Se afirma con cierta pesada insistencia que eso que llamamos pueblo chileno padece del síndrome de la mala memoria. (Yo mismo pertenezco a esos pesados y a ese pueblo). Largo es el listado de las variaciones de tal patología y muy ancho el abanico de sus características mórbidas y sociales. Con afán notable hemos prosperado en el cultivo del olvido histórico: un logro cultural que no tiene parangón en el acontecer de la América Latina desde hace quinientos y pico de años. Nuestra autobiografía colectiva pareciera ser un palimpsesto de páginas en blanco y un muestrario de ruedas de carreta (de todo grandor y no siempre redondas) que tragamos con la felicidad del fiel que cumple con el sacramento que le ordena alguna fe subsidiaria de las convicciones que no se tienen y de las razones que no se desean. Barrunto que acaso sea esa forma amorfa de ser lo que somos y sobre todo lo que no somos, lo que mejor refleja nuestra identidad.

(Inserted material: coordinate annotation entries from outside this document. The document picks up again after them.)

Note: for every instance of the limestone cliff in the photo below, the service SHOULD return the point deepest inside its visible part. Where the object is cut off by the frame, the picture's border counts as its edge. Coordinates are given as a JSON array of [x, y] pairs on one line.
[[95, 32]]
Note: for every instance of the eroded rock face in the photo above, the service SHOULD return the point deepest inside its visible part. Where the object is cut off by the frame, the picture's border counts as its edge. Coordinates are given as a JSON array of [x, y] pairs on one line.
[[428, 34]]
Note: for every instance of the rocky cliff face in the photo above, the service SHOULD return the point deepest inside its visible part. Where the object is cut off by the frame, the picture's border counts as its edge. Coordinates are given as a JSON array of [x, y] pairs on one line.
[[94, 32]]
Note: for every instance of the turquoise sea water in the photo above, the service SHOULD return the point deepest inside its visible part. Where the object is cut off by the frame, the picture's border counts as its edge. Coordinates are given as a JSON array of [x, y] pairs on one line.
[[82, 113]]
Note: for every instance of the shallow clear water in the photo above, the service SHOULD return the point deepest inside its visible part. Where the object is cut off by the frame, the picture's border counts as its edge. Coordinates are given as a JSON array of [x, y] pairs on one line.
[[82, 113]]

La canícula del verano santiaguino, pero también el resplandor de algunos incendios al “sur del Bio Bio” (y el consiguiente enérgico llamado de la autoridad política, administrativa y policial a combatir estos con látigo, aceite y pólvora) me ha llevado en los últimos días al ocio de hojear libros que, aunque leídos y releídos (obsoletos dicen algunos), vuelven a sorprenderme con su caleidoscopía memoriosa. Entre ellos, uno que obliga a recordar a aquellos ministros, fiscales y yanaconas de turno que la historia se maneja por leyes distintas a la de los códigos penales. Aquí va un trozo desa otra porfiada memoria humana, la de la poesía, más exacta que los manuales gramáticos del olvido. 

PERO volvieron.
                            (Pedro se llamaba.)

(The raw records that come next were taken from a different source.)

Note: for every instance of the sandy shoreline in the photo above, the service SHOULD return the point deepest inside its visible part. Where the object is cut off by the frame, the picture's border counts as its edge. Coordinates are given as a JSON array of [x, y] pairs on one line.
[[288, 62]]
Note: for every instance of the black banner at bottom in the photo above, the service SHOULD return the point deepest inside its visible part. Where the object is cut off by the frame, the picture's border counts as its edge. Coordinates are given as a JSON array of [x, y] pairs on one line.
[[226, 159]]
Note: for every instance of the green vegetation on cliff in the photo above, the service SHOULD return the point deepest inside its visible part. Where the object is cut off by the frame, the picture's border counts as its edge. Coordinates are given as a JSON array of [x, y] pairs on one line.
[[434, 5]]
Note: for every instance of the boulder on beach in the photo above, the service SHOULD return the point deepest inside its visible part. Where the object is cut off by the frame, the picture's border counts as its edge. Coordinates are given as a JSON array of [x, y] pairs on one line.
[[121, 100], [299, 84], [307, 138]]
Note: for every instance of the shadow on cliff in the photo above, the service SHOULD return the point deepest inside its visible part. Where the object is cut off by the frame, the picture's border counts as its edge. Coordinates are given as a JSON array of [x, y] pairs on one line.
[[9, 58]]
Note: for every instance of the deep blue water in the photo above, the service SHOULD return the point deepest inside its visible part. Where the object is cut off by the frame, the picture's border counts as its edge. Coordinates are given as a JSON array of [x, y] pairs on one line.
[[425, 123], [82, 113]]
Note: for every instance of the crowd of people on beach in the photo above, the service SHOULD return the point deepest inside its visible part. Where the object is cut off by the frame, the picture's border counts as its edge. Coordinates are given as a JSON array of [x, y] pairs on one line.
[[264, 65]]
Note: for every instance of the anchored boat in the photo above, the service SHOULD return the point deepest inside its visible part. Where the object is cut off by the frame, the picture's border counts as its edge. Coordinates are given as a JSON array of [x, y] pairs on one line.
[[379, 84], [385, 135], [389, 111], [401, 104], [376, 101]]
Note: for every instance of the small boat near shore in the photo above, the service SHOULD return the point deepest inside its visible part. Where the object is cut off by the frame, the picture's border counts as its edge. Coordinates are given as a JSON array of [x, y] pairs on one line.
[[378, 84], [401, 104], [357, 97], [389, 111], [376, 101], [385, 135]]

Valdivia, el capitán intruso,
cortó mi tierra con la espada
entre ladrones: "Esto es tuyo,
esto es tuyo, Valdés, Montero,
esto es tuyo, Inés, este sitio
es el cabildo".
Dividieron mi patria
como si fuera un asno muerto.
"Llévate
este trozo de luna y arboleda,
devórate este río con crepúsculo",
mientras la gran cordillera
elevaba bronce y blancura.
Asomó Arauco. Adobes, torres,
calles, el silencioso
dueño de casa levantó sonriendo.
Trabajó con las manos empapadas
por su agua y su barro, trajo
la greda y vertió el agua andina:
pero no pudo ser esclavo.
Entonces Valdivia, el verdugo,
atacó a fuego y a muerte.
Así empezó la sangre,
la sangre de tres siglos, la sangre océano,
la sangre atmósfera que cubrió mi tierra
y el tiempo inmenso, como ninguna guerra.
Salió el buitre iracundo
de la armadura enlutada
y mordió al promauca, rompió
el pacto escrito en el silencio
de Huelén, en el aire andino.
Arauco comenzó a hervir su plato
de sangre y piedras.
                                   Siete príncipes
vinieron a parlamentar.
                                    Fueron encerrados.
Frente a los ojos de la Araucanía,
cortaron las cabezas cacicales.
Se daban ánimo los verdugos. Toda
empapada de vísceras, aullando,
Inés de Suárez, la soldadera,
sujetaba los cuellos imperiales
con sus rodillas de infernal harpía.
Y las tiró sobre la empalizada,
bañándose de sangre noble,
cubriéndose de barro escarlata.
Así creyeron dominar Arauco.
Pero aquí la unidad sombría
de árbol y piedra, lanza y rostro,
transmitió el crimen en el viento.
Lo supo el árbol fronterizo,
el pescador, el rey, el mago,
lo supo el labrador antártico,
lo supieron las aguas madres
del Bío Bío.
Así nació la guerra patria.
Valdivia entró la lanza goteante
en las entrañas pedregosas
de Arauco, hundió la mano
en el latido, apretó los dedos
sobre el corazón araucano,
derramó las venas silvestres
de los labriegos,
                               exterminó
el amanecer pastoril,
                                    mandó martirio
al reino del bosque, incendió
la casa del dueño del bosque,
cortó las manos del cacique,
devolvió a los prisioneros
con narices y orejas cortadas,
empaló al Toqui, asesinó
a la muchacha guerrillera
y con su guante ensangrentado
marcó las piedras de la patria,
dejándola llena de muertos,
y soledad y cicatrices. ”

El capítulo nerudano es en verdad mucho más largo que las líneas de arriba. Continúa hasta el día de hoy y se prolongará seguramente hasta más allá de mañana.